Philip Seymour Hoffman’s Friend: cries for blood

Robert Aaron Vineburg got off today. I’m usually pleased when this happens, and I’m pleased this time, although it’s never for the reason I want. They always get off because they can’t be gotten, not because anyone acknowledges the freedom of the junkie.

So often, when a celebrity dies, there’s this big howl for blood. Who did this?! Who can we make suffer for taking this person from us?

Courtney Love. Conrad Murray. Nancy Spungen. Cory Monteith’s/Heath Ledger’s dealers. Now Vineburg. There’s always this witch hunt.

All these celebrities were hardcore users, at least at some point in their lives, if not immediately before their deaths. But they’re pretty aware of how things go, and I can’t imagine anyone one of them blames their dealer/supplier/girlfriend for how things turned out.

The dealer is simply a role someone enters into, and it is in that capacity that they engage with the junkie. For the most part, I haven’t seen many too predatory or uncaring. If you want out, they’re usually supportive.

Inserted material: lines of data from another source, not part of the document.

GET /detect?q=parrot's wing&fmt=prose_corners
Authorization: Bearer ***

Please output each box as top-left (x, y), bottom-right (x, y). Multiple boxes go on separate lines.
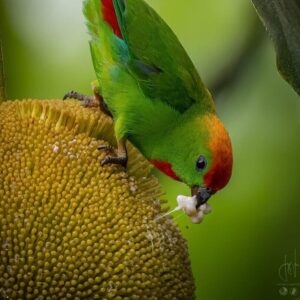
top-left (113, 0), bottom-right (210, 112)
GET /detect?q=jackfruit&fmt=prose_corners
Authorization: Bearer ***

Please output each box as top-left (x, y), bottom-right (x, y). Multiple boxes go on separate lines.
top-left (0, 100), bottom-right (195, 300)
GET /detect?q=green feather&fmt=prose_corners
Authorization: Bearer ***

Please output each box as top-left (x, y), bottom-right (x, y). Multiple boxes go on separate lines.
top-left (114, 0), bottom-right (213, 112)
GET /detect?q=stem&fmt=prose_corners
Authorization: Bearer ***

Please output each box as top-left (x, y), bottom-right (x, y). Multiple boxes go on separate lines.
top-left (0, 39), bottom-right (6, 103)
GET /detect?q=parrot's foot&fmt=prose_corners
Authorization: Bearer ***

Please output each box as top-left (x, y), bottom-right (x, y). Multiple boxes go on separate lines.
top-left (97, 145), bottom-right (114, 151)
top-left (97, 139), bottom-right (128, 168)
top-left (63, 91), bottom-right (100, 108)
top-left (101, 155), bottom-right (128, 168)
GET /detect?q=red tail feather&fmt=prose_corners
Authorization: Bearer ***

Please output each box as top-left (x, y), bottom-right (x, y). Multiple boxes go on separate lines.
top-left (100, 0), bottom-right (122, 38)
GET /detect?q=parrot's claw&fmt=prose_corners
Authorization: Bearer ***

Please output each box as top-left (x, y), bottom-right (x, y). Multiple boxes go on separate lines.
top-left (97, 145), bottom-right (114, 151)
top-left (63, 91), bottom-right (99, 107)
top-left (100, 156), bottom-right (128, 168)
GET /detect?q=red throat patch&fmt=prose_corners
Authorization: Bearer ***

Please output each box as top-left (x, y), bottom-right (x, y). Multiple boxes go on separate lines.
top-left (151, 159), bottom-right (181, 181)
top-left (100, 0), bottom-right (123, 38)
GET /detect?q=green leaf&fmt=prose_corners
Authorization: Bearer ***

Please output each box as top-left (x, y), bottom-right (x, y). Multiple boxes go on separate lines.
top-left (252, 0), bottom-right (300, 95)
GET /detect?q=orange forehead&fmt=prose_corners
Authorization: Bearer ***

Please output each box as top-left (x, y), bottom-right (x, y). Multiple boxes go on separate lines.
top-left (204, 115), bottom-right (232, 192)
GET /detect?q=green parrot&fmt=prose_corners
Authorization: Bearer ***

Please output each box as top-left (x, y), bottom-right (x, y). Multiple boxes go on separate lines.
top-left (65, 0), bottom-right (232, 207)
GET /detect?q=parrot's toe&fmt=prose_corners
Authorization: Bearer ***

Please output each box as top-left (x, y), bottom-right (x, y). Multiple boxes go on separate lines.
top-left (100, 156), bottom-right (128, 168)
top-left (63, 91), bottom-right (99, 107)
top-left (97, 145), bottom-right (114, 151)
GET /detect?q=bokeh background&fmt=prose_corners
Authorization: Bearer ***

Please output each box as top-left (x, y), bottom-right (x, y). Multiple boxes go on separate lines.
top-left (0, 0), bottom-right (300, 300)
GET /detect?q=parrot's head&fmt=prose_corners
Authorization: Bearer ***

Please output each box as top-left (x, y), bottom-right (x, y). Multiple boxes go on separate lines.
top-left (186, 114), bottom-right (233, 207)
top-left (154, 114), bottom-right (232, 207)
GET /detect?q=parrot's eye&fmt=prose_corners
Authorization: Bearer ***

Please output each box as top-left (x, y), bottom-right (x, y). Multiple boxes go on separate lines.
top-left (196, 155), bottom-right (207, 172)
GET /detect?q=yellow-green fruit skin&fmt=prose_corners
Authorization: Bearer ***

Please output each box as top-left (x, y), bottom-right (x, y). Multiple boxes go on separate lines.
top-left (0, 100), bottom-right (195, 300)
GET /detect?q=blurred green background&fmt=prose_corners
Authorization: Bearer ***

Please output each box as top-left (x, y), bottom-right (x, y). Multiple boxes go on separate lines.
top-left (0, 0), bottom-right (300, 300)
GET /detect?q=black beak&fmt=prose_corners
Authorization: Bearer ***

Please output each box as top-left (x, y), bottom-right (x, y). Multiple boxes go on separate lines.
top-left (192, 186), bottom-right (214, 209)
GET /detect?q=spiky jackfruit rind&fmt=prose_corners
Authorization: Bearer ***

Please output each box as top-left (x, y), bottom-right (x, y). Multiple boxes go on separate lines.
top-left (0, 100), bottom-right (194, 300)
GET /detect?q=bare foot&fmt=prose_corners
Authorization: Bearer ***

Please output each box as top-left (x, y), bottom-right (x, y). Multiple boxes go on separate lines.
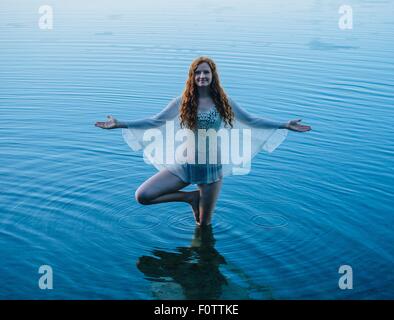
top-left (189, 191), bottom-right (200, 225)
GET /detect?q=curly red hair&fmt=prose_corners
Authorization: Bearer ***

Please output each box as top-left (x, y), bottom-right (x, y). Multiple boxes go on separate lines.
top-left (180, 56), bottom-right (234, 129)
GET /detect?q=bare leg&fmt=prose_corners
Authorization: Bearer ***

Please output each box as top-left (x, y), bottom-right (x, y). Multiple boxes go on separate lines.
top-left (135, 169), bottom-right (200, 222)
top-left (198, 179), bottom-right (222, 225)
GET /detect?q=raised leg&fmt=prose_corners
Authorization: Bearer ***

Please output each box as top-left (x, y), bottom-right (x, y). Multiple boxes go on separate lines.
top-left (135, 169), bottom-right (200, 220)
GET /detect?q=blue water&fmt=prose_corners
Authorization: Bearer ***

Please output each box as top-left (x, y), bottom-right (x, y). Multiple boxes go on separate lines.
top-left (0, 0), bottom-right (394, 299)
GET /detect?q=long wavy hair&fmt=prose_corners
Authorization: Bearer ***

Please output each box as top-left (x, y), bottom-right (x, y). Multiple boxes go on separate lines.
top-left (179, 56), bottom-right (234, 129)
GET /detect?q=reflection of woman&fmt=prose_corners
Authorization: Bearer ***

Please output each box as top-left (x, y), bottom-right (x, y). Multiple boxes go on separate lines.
top-left (96, 57), bottom-right (311, 224)
top-left (137, 226), bottom-right (227, 299)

Even if you don’t, they’re just engaging in the market. It’s far too easy to heap the blame on them.

For some reason, we don’t apply this emotional reasoning to the cigarette or liquor vendor. We acknowledge that they are simply playing a part. Nothing personal.

I haven’t overdosed, but I’m certainly a junkie, and there’s a distinct causal element there. The guy that introduced me, my sire, so to speak. But I see him as the inevitability, or at least the mercurial actor, that he was. I’m sure some people might resent him – probably more when I was cute, and young, and blond – but I don’t. And I would appreciate the respect  for my autonomy to view him how I view him.

And I think the ghosts of these celebrities would want the same. Acting as though their dealers are the sole reason they are dead is an affront to them. We should give them their due.